こうしたトレンドが米西海岸でも広がり始める中で、SUVのゲームチェンジャーが出現します。
それが、BMW「X5」です。
当時、走り味は他のSUVより優れていると評判になり販売を一気に伸ばしていきました。
そこにメルセデスベンツ「ML」、さらにポルシェ「カイエン」が加わったほか、日系プレミアムブランドのレクサス、インフィニティ、アキュラも相次いでSUVに本格参入していきました。

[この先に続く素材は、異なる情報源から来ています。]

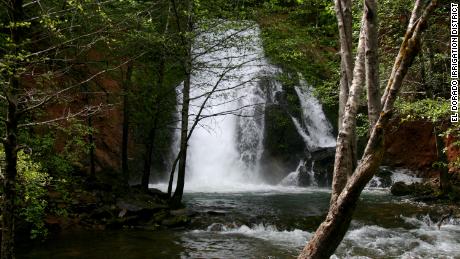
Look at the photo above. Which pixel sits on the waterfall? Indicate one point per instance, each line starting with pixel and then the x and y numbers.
pixel 315 128
pixel 225 148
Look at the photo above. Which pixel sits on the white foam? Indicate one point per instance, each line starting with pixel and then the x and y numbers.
pixel 293 238
pixel 238 187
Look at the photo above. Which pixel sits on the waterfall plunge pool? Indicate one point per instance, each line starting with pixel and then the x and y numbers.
pixel 271 223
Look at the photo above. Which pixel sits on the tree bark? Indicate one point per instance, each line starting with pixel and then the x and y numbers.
pixel 345 149
pixel 151 137
pixel 148 157
pixel 330 233
pixel 125 134
pixel 344 20
pixel 177 197
pixel 415 14
pixel 10 143
pixel 372 61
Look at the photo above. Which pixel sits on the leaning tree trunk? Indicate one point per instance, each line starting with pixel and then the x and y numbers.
pixel 344 19
pixel 372 61
pixel 343 165
pixel 10 143
pixel 125 134
pixel 177 197
pixel 331 232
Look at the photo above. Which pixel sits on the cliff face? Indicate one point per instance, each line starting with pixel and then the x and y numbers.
pixel 412 145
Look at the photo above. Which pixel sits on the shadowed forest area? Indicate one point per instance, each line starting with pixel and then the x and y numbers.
pixel 227 129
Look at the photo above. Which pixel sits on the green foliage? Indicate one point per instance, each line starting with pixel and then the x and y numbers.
pixel 302 38
pixel 31 186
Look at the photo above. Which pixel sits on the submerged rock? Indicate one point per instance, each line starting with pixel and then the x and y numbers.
pixel 418 189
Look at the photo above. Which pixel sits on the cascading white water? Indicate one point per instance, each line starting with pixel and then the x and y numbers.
pixel 315 129
pixel 225 148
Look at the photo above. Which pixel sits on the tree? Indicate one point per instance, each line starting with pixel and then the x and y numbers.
pixel 330 233
pixel 36 72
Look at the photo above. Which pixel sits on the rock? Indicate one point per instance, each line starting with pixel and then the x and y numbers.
pixel 216 227
pixel 401 189
pixel 416 189
pixel 176 221
pixel 384 175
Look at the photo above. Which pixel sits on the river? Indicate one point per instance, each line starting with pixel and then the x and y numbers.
pixel 271 223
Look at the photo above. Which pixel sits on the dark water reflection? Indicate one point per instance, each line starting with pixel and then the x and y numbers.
pixel 268 225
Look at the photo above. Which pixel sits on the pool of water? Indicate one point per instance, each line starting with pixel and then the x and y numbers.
pixel 270 224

こうしたアメリカでのSUVトレンドが欧州や日本にも伝播していきます。
さらに、2000年代半ば以降、新興国BRICsの経済発展が進み、なかでも中国の経済成長が著しく自動車販売も急上昇していきます。
2010年代になると、買い替え需要として中国でもSUVシフトが加速し、その中でSUVの高級志向も高まっていきました。

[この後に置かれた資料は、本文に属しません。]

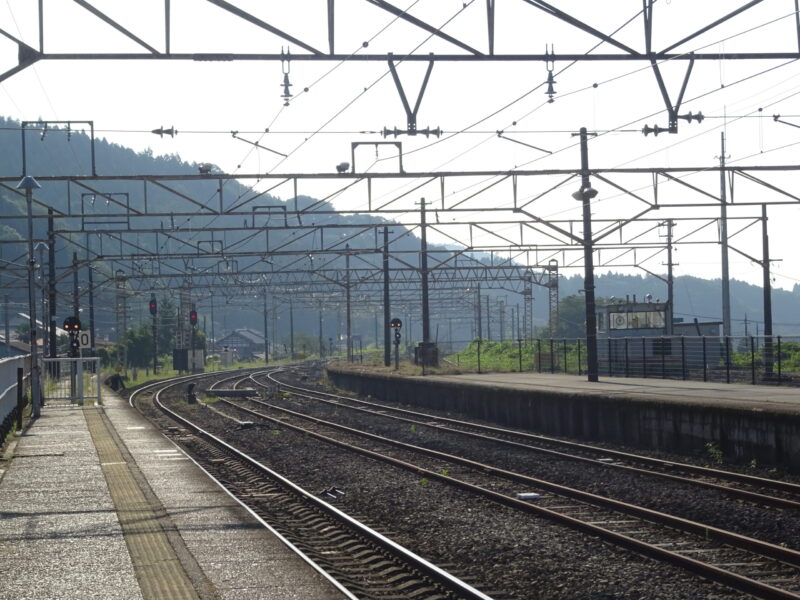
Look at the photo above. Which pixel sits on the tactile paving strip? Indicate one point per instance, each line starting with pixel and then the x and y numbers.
pixel 158 569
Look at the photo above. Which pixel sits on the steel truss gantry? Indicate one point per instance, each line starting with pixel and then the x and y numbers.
pixel 479 48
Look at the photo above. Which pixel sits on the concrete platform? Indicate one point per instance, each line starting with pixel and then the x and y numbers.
pixel 734 395
pixel 747 422
pixel 98 504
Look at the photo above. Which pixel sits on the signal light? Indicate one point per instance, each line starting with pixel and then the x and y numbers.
pixel 72 324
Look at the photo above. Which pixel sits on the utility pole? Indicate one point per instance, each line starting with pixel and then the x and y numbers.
pixel 347 302
pixel 502 307
pixel 585 195
pixel 75 297
pixel 29 184
pixel 291 326
pixel 321 341
pixel 387 342
pixel 51 282
pixel 478 310
pixel 427 353
pixel 266 329
pixel 91 310
pixel 6 324
pixel 723 234
pixel 767 293
pixel 488 321
pixel 670 282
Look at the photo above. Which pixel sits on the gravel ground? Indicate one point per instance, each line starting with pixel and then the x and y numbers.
pixel 504 552
pixel 775 525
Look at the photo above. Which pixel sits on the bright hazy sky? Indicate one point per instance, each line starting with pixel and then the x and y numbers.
pixel 347 101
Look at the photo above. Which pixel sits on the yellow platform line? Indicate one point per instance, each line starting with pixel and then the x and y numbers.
pixel 157 567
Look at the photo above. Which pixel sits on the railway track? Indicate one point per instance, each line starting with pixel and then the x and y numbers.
pixel 752 566
pixel 363 562
pixel 759 490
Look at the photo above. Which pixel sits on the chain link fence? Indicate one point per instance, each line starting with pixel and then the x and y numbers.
pixel 773 360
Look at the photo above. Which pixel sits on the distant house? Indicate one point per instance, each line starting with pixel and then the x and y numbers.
pixel 634 335
pixel 15 348
pixel 245 342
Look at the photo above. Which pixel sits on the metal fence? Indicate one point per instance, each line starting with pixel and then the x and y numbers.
pixel 9 368
pixel 771 360
pixel 71 380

このようにして、グローバルでのSUVシフトが進む中、2010年代に入ると2000万円以上級の超高級車の領域でもSUVっぽいモデルへとシフトが始まります。
■ショーファーカーにおけるゲームチェンジャーは?
ゲームチェンジャーは、ベントレーが2012年のスイス・ジュネーブショーでワールドプレミアしたコンセプトモデル「EXP 9F」です。

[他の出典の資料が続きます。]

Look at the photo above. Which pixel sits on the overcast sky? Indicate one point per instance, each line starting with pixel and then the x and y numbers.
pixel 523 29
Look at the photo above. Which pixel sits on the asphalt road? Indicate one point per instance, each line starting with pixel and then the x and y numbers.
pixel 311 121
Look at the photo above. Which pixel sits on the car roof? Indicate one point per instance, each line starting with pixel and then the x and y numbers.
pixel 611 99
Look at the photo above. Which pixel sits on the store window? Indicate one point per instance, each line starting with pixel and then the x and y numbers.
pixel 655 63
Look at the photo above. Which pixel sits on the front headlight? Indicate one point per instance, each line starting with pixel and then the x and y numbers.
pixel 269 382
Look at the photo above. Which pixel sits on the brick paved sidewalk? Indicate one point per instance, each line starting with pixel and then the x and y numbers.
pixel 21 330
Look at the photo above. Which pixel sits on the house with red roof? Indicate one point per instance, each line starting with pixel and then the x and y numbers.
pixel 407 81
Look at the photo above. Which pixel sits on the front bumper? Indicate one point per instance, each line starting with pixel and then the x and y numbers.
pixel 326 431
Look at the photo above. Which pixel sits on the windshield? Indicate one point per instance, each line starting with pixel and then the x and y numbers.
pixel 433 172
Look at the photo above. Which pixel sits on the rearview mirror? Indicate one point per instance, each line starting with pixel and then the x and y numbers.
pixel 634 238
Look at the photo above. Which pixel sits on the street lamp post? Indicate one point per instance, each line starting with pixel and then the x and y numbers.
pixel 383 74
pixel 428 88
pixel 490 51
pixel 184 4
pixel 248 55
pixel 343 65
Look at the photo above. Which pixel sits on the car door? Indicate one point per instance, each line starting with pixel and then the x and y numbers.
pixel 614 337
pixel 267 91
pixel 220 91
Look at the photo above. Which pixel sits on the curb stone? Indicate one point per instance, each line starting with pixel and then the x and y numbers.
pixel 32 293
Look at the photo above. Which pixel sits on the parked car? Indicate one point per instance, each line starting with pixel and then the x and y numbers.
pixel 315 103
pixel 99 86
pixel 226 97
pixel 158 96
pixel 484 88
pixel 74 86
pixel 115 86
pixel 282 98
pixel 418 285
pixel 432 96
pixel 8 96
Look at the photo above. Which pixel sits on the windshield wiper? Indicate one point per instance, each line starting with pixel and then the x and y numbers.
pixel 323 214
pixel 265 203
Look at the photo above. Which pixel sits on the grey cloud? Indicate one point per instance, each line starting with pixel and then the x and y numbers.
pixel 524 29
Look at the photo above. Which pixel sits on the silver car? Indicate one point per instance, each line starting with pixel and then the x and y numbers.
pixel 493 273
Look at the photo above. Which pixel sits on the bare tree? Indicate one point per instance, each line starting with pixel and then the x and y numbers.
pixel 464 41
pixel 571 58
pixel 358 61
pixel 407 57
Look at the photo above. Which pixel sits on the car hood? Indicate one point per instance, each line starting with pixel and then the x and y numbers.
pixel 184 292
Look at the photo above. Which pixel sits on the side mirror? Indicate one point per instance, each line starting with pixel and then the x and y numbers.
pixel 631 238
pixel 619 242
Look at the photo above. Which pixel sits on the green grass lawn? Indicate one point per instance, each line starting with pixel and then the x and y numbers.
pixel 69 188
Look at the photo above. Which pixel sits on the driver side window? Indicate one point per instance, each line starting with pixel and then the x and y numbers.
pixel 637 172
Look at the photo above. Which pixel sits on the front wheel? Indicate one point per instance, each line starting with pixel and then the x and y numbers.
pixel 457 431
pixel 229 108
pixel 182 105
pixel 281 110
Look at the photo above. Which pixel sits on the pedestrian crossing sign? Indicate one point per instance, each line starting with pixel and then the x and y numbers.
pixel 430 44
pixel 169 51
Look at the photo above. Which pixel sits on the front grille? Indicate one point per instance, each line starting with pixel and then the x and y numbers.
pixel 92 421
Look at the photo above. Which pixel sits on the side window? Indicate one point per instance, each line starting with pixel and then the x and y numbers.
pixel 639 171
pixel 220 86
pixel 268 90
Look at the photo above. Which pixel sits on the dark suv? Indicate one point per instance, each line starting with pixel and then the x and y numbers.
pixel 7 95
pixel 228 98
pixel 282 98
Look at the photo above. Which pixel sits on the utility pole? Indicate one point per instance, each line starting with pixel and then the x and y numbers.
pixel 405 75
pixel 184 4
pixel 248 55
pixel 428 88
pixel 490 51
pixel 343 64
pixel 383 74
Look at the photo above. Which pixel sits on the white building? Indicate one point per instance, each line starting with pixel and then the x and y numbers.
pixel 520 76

ベントレーという、世界的なショーファーカーメーカーがドライバーズカーの領域に本格的に参入するのだと、筆者を含めたメディア関係者の捉え方でした。
これがのちに「ベンテイガ」として成功します。
前述のような、70~80年代のアメリカでのショーファーカーをドライバーズカーとして使うトレンドが、グローバルでSUV市場が成熟する中で、”SUVのさらにその先のカテゴリー”を創出したと言えるでしょう。
その後、ロールスロイス「カリナン」が登場したことに対しても、市場変化の中で十分に理解できる流れだと解釈をしたメディアやユーザーが少なくなかったと思います。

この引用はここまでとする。